This is undoubtedly a simple question but I am stumped. This is a problem from Rudin, Real & Complex Analysis, chapter 10.
First I was asked to compute $$\int_{-\infty}^\infty \frac{e^{itx}}{1+x^2}\text{d}x,$$ which using the Residue Theorem I deduced is $\pi e^{-t}$.
Next I was asked to use the Inversion Theorem of the Fourier Transform to check this answer. To that end I defined $f(x) = \frac{1}{1+x^2}$ and noted that $$\hat{f}(-t)=\int_{-\infty}^\infty f(x)e^{itx}\text{d}x=\pi e^{-t}.$$ By the Inversion Theroem, $$f(x)=\int_{-\infty}^\infty \hat{f}(t)e^{itx}\text{d}t=\int_{-\infty}^\infty \pi e^{(ix+1)t}\text{d}t.$$ But this integral clearly isn't defined.
Could someone point out where I have gone wrong? Thanks.

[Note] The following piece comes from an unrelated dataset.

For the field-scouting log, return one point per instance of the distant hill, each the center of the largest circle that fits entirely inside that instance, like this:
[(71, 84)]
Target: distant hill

The sign of $t$ is important here: the quick and dirty way to sort this out is to notice that $1/(1+x^2)$ is even, so the integral reduces to $$ \int_{-\infty}^{\infty} \frac{\cos{tx}}{1+x^2} \, dx, $$ which is clearly an even function of $t$. You've worked it out assuming $t>0$, and so the result extends to negative $t$ simply by setting $\hat{f}(-t)=\hat{f}(t)$, so $\hat{f}(t) = \pi e^{-|t|}$ for all $t$.
To see what's gone wrong, look at the integral over the large semicircle that you have to make disappear to apply the Residue Theorem. $e^{itz}$ tends to zero as $\Im(z) \to \infty$ if and only if $t>0$. Hence one cannot close the contour in the upper half-plane if $t<0$: one instead has to use the lower half-plane (or change variables to $w=-z$ to have $e^{i(-t)w}$ in the numerator, which does $\to 0$ as $\Im(w) \to \infty$).